Finalement, Urbanlab est devenue une agence qui couvrait trop en terme de typologies de projets. De la réalisation d’une vidéo pour les ressources humaines pour Zara, au branding pour une liqueur de café ou à une programmation créative pour la Fondation Abanca. J’ai aimé l’idée de créer ces spin-offs, extraire d’Urbanlab la partie vidéo, la photographie, la mode, qui est aussi l’une des parties que j’aime le plus, et créer une équipe.

De plus, récemment, j’ai fait la même chose avec la partie branding et, dans ce cas, j’ai rejoint une nouvelle initiative appelée Brutto Studio et c’est ma nouvelle facette de branding avec Marco Oggian et Samuel Canay, qui sont les deux membres du groupe. Je suis très content car j’ai ainsi une agence, Urbanlab, plus stratégique, une autre agence, Follow, plus visuelle, et une troisième agence, Brutto, plus de branding. Et avec ça, il y a trois agences très spécialisées avec leurs propres équipes et qui, au final, me permettent de jouer et de m’amuser beaucoup.

Avez-vous du temps pour autre chose ?

Cela me laisse du temps pour deux festivals et d’autres choses par ci par là. Et le grand pari sur lequel nous travaillons depuis de nombreuses années est le festival du design qui a finalement eu lieu l’année dernière en novembre, #follow20. C’était prévu pour juin 2020, nous y travaillions déjà depuis des mois et ce que la pandémie a fait, c’est nous permettre de ralentir un peu, de réfléchir beaucoup plus. Donc, beaucoup d’idées surgissent. Nous avons totalement changé le format. Nous avons fait un #follow20 édition 0, de présentation. Nous avons fait un festival pratiquement numérique avec une série de contenus liés au design galicien, à partir de conversations avec des créatifs, des stories, de vidéos… Et une petite exposition sur la Plaza de Lugo à La Corogne.

Dans quel objectif est né ce festival #follow20 ?

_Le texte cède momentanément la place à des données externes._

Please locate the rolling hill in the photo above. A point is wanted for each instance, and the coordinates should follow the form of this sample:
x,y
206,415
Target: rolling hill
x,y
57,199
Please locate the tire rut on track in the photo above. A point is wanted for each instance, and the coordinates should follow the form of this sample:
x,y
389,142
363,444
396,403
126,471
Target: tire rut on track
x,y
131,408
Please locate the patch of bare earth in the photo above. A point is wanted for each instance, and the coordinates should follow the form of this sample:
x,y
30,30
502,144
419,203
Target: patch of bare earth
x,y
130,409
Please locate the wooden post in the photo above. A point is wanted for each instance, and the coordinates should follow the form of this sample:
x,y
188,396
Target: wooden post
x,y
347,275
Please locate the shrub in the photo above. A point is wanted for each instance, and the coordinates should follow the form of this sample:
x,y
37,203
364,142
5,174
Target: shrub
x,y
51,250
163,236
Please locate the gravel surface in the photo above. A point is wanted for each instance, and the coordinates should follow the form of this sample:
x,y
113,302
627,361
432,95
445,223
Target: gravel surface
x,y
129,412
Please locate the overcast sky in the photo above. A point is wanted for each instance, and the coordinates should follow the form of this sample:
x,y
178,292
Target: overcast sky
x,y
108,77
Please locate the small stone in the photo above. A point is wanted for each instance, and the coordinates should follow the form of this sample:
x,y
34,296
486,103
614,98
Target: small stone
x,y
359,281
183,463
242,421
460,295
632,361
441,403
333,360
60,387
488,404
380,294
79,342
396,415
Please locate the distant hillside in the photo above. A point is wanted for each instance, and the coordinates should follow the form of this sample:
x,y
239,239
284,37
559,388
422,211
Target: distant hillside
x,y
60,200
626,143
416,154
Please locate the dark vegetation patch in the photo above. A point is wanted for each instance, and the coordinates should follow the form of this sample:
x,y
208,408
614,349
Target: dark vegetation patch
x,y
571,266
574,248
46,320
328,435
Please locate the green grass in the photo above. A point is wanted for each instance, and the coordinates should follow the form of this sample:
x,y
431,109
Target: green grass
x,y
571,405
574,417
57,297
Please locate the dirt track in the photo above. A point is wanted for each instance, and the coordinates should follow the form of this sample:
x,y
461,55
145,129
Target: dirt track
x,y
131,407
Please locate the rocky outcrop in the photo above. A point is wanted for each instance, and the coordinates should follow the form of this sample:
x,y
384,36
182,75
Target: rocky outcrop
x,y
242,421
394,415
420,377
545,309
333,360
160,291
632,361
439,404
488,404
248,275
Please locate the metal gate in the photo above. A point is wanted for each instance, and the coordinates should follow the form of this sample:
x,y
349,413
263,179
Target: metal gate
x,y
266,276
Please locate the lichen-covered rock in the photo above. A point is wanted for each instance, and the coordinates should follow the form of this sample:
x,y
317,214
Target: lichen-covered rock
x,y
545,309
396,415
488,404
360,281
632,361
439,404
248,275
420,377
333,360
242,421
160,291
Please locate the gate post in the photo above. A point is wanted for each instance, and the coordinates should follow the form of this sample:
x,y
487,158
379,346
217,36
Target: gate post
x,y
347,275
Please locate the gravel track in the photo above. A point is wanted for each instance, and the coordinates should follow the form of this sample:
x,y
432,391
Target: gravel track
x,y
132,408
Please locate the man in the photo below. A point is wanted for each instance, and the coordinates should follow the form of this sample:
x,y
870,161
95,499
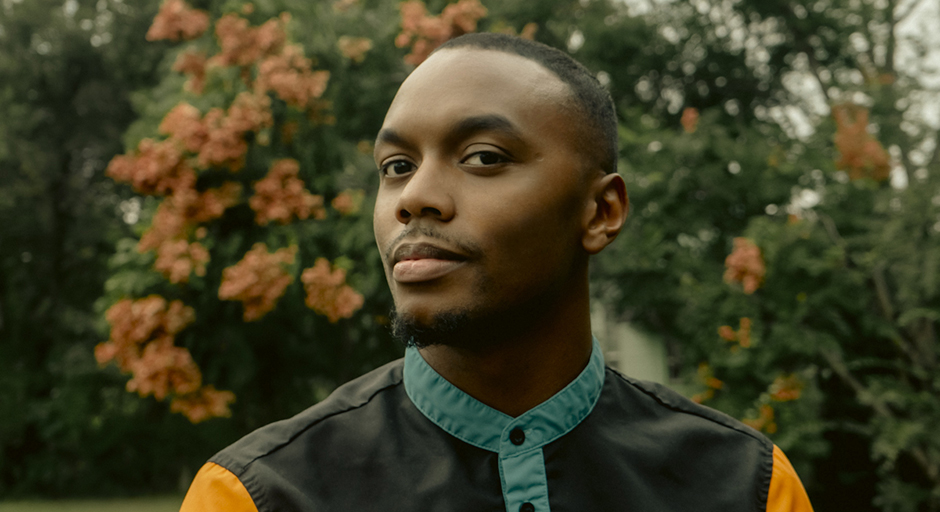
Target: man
x,y
497,163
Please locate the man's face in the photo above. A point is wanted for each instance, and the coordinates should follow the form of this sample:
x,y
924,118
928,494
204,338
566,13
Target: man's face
x,y
482,192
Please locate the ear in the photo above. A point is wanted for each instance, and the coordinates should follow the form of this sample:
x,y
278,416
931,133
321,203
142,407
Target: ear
x,y
605,212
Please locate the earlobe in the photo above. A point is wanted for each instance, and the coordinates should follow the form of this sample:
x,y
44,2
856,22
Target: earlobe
x,y
605,213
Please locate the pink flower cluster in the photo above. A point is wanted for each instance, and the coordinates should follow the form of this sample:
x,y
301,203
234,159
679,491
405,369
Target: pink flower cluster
x,y
176,21
258,280
328,293
141,343
745,265
281,196
425,33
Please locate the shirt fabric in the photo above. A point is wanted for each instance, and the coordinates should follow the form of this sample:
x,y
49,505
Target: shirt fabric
x,y
403,438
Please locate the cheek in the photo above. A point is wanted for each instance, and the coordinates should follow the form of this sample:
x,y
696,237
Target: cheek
x,y
535,238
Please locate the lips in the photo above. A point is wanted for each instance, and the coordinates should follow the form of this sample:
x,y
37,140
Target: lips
x,y
422,262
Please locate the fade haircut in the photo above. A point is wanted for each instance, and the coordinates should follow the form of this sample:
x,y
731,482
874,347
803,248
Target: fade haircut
x,y
590,98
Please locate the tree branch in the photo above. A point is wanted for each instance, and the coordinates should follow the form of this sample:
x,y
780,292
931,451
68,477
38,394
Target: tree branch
x,y
931,468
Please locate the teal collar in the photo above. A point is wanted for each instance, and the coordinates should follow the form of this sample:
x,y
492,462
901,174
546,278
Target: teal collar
x,y
469,420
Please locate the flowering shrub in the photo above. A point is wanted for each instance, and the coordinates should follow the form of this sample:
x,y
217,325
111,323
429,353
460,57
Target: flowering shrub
x,y
425,33
258,280
198,170
141,343
354,48
745,265
327,292
860,154
177,21
281,196
742,336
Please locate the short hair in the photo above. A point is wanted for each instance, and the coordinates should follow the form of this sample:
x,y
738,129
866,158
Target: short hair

#follow20 et ce qu’il deviendra en 2021, la Galicia Design Week, est née dans un double objectif. D’une part, créer une communauté en Galice autour du design au sens large, ce qui nous semble manquer. Le grand public, quand il pense au design, pense toujours à un logo. Vous restez dans une discipline graphique, mais c’est beaucoup plus large, du graphique au produit, en passant par la mode, l’audiovisuel, l’architecture… Et même ces disciplines sont de plus en plus diffuses. En fin de compte, ce qui unit tout cela, c’est la pensée créative. Le design n’est autre qu’une pensée créative appliquée.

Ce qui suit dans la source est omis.